Une corne se fit entendre.

La mélodie produite par l'instrument se répercutait dans tout le champ, arrêtant momentanément les combats. Elle annonçait l'arrivée des Melhaff. Les voilà enfin. Un grand sourire se dessina sur le visage de Grey. De sa position, il ne distinguait que la silhouette d'Ajìl, et ne la quittait pas du regard. Il ne pouvait alors pas voir ce dernier esquisser un sourire en coin.

— C'est à nous ! hurla le général en brandissant son épée.

Dans un dernier cri d'encouragement, il donna un coup de talon contre le flanc de son destrier qui s'élança pour rejoindre les autres guerriers. Il était aussitôt suivi du reste de l'armée. Les combats avaient repris de plus belle. À nouveau, des têtes roulèrent, des corps tombèrent, du sang gicla. Grey se maintenait fermement sur la selle. Son regard était figé sur une seule personne. Ajìl, le prince de Jìivlés. Il le lui fallait, au mieux, vivant, sinon, sa tête empalée sur son épée.

Il voyait la victoire devant lui. Il la sentait déjà. Mais sa vision, portée sur l'ennemi, changea rapidement pour le ciel. La chute était lourde et l'avait envoyé rouler sur quelques mètres. Elle avait été causée par trois flèches fichées contre le canon d'arrière-bras. Une vive douleur traversa son épaule droite due au brusque contact contre le sol. Malgré l'absence de poids sur le dos, le cheval poursuivait sa route au galop. Abasourdi, le général se redressa tant bien que mal. Ces flèches venaient de la gauche, c'était des flèches melhaff. L'incompréhension se lisait sur son visage lorsqu'il tourna la tête vers la direction des renforts. Ses hommes ne faisaient pas seulement face aux Jìivlés. Ils étaient également assaillis par les Melhaff.
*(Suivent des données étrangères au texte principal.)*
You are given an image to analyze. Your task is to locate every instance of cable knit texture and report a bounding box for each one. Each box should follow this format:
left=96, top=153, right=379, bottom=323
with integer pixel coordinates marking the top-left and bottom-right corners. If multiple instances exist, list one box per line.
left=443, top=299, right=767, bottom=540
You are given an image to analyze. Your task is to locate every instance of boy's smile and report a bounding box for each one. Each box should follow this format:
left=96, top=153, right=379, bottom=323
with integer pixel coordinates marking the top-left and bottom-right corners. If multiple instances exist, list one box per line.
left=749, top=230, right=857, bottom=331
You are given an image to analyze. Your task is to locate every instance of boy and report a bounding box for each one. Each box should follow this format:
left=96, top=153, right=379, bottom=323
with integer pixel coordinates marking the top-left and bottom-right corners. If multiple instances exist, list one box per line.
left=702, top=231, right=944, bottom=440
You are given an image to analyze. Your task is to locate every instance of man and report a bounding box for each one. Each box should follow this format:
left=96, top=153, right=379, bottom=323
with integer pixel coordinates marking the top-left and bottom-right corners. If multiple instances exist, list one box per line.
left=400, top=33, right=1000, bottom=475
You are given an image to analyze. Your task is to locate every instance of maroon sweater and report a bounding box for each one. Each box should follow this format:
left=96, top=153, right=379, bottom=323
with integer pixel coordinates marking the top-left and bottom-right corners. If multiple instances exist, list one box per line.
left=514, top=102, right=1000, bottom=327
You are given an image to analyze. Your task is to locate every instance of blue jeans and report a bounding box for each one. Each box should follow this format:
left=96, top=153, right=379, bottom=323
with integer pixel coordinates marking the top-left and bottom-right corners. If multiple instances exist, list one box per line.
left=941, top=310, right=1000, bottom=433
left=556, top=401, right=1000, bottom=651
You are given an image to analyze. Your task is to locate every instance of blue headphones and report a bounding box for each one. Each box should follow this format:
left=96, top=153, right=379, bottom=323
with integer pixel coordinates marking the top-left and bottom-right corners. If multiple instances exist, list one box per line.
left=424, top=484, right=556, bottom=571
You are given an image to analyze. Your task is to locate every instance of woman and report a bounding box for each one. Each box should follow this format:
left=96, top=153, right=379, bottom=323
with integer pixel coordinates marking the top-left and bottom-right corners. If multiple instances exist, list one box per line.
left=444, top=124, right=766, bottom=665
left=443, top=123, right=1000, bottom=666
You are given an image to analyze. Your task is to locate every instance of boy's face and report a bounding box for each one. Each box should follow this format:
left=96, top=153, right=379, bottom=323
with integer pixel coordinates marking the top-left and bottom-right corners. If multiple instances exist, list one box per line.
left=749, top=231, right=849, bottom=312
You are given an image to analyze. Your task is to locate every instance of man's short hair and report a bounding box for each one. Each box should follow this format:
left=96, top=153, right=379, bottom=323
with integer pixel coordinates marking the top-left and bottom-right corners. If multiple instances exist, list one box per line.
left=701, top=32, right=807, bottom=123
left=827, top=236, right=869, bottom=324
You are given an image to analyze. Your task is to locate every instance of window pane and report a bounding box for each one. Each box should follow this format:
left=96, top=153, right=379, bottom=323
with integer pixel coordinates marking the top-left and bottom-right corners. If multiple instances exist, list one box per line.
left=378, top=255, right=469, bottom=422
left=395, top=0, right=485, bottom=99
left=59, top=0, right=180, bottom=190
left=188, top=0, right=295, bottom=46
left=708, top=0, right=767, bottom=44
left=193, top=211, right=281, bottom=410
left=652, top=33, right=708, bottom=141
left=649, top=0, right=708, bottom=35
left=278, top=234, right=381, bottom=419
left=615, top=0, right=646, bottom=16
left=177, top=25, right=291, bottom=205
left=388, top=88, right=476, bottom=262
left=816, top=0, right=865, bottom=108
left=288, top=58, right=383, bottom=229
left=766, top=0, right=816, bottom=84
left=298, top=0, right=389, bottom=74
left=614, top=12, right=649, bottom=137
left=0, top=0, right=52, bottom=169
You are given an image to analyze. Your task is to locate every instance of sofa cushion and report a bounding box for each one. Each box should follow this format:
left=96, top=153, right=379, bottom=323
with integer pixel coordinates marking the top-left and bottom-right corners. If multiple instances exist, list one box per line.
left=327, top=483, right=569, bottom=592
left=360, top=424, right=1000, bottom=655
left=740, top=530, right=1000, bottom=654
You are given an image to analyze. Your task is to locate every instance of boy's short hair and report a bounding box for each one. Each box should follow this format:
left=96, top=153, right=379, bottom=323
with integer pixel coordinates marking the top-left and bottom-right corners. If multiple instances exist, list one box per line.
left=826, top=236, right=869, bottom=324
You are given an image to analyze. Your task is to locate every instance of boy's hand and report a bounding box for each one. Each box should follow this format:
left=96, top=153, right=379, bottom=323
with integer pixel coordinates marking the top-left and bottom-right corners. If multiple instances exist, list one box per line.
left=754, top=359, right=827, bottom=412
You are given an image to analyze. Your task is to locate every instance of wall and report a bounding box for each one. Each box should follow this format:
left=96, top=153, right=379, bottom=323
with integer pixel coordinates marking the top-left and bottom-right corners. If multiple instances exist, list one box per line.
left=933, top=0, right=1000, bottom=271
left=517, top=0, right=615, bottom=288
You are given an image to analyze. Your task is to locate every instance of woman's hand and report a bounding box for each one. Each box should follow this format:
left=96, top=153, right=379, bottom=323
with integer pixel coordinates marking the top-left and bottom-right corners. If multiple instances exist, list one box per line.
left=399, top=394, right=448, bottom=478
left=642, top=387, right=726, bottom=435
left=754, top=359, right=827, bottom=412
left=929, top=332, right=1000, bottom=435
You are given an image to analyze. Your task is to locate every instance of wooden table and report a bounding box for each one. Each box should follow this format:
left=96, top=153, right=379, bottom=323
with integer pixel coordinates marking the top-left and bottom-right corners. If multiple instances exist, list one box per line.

« Le roi Idran nous a trahis par le passé ». Les paroles de Raya résonnaient dans sa tête alors qu'il repoussait les plus téméraires des Jìivlés osant s'approcher. Des grognements sauvages s'échappaient de sa gueule à chaque coup. Tel un animal, il se jetait sur chacun des hommes basanés.

« Vous ne comprenez pas » avait-il répondu. Serrant les dents de rage, ignorant les blessures que lui infligeaient ses adversaires, Grey continuait d'avancer. Ils avaient été trahis. Leur honneur avait été traîné dans la boue par un misérable homme sans morale. Il ne supportait pas ce sentiment. Tout son être saignait, ce n'était plus seulement son corps. Cette victoire tant espérée semblait le prendre de haut, frétillant dans toute sa splendeur face à sa vulnérabilité.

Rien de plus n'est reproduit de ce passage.